Strafverfahrensrechtliche Kostenentscheidung und Unschuldvermutung

BVerfG, Beschluß vom 01.12.1991 - Aktenzeichen 2 BvR 260/91

DRsp Nr. 1995/9027

Strafverfahrensrechtliche Kostenentscheidung und Unschuldvermutung

1. Die Unschuldsvermutung ist eine besondere Ausprägung des Rechtsstaatsprinzips und hat damit Verfassungsrang.
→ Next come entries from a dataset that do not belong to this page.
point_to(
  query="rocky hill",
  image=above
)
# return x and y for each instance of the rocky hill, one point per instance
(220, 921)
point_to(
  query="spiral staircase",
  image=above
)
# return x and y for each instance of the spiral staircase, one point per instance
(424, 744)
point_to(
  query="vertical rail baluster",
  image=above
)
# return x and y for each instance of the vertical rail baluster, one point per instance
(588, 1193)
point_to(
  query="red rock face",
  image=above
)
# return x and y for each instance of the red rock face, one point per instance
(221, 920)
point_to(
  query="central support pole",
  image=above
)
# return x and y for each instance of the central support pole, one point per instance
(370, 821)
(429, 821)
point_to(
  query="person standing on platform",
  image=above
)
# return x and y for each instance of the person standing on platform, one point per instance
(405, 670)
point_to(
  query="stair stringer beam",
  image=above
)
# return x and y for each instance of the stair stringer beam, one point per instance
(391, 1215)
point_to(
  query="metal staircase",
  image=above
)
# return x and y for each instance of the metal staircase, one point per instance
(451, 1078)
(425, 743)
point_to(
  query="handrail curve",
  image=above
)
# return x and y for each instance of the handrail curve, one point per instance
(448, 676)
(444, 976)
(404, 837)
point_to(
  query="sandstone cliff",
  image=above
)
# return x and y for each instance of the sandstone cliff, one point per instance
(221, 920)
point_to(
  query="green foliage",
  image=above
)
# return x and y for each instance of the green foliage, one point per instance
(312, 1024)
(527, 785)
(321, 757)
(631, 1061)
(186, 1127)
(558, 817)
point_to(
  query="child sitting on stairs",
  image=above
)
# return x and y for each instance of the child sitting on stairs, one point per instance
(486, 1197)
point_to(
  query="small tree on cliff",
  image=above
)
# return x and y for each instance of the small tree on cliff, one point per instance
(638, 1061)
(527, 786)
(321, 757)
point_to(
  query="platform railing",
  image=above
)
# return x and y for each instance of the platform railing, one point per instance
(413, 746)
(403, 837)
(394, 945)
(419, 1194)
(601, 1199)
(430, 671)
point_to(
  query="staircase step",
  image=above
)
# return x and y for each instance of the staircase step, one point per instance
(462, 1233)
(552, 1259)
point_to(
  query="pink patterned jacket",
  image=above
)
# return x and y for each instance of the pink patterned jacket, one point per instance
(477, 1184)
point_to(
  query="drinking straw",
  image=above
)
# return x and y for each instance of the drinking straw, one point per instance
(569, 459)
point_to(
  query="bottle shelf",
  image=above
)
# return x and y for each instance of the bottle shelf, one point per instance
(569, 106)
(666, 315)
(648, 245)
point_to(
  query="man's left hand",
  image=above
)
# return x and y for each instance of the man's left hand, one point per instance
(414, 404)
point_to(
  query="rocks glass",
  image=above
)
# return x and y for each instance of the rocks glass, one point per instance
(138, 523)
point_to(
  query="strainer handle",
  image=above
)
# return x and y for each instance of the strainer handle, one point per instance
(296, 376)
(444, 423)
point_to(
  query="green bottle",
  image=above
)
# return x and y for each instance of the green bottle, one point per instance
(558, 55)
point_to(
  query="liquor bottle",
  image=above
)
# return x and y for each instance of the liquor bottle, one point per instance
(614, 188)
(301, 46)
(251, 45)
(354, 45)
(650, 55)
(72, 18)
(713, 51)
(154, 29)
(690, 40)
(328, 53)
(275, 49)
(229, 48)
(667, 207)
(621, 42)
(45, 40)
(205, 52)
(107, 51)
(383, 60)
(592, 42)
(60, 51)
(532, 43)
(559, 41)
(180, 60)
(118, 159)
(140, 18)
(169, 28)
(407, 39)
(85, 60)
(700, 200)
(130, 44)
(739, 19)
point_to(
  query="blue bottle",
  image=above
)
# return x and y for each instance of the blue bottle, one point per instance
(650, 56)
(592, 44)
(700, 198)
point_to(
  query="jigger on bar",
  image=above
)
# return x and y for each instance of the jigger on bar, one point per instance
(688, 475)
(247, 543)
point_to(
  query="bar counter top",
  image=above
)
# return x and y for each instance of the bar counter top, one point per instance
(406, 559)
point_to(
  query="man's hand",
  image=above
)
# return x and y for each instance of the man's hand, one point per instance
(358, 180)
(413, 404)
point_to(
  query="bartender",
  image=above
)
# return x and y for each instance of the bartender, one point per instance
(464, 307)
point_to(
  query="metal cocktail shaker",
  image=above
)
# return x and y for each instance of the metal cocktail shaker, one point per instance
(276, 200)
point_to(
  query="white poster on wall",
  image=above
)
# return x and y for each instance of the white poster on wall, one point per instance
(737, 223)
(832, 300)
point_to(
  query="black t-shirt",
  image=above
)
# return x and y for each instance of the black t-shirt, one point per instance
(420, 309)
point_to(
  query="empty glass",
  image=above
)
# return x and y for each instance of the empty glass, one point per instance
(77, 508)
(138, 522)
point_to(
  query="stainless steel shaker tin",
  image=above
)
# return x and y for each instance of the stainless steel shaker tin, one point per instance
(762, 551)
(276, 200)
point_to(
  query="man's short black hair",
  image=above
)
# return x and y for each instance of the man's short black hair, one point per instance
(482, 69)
Sie erzwingt ein prozeßordnungsgemäßes Verfahren zum Beweis des Gegenteils, bevor wegen eines Tatvorwurfes Entscheidungen getroffen werden, die die Feststellung von Schuld erfordern.2. Die Überbürdung von Kosten verstößt dann gegen die Unschuldsvermutung, wenn sie Feststellungen zur Schuld des Privatbeklagten trifft, ohne daß das Verfahren bis zur Schuldspruchreife gediehen wäre.

Normenkette:

BVerfGG § 93b Abs. 2 Satz 1 ; EMRK Art. 6 Abs. 3 Buchstabe e ; GG Art. 2 Abs. 1 Art. 20 Abs. 3 ; MRK Art. 6 Abs. 3 Buchstabe e ; StPO § 374 § 383 Abs. 2 Satz 1 § 471 Abs. 3 Nr. 2 ;

Gründe:

I. Die Beschwerdeführerin wurde in einem Privatklageverfahren vor dem Amtsgericht Augsburg beschuldigt, gegenüber einem Dritten behauptet zu haben, die Privatklägerin habe ein Testament nebst Unterschrift gefälscht und das Haus der Privatklägerin sei ohne Genehmigung errichtet worden. Die Privatklägerin warf der Beschwerdeführerin vor, diese Behauptungen seien ohne jeden realen Hintergrund und dazu bestimmt gewesen, sie bei dem Dritten in Mißkredit zu bringen.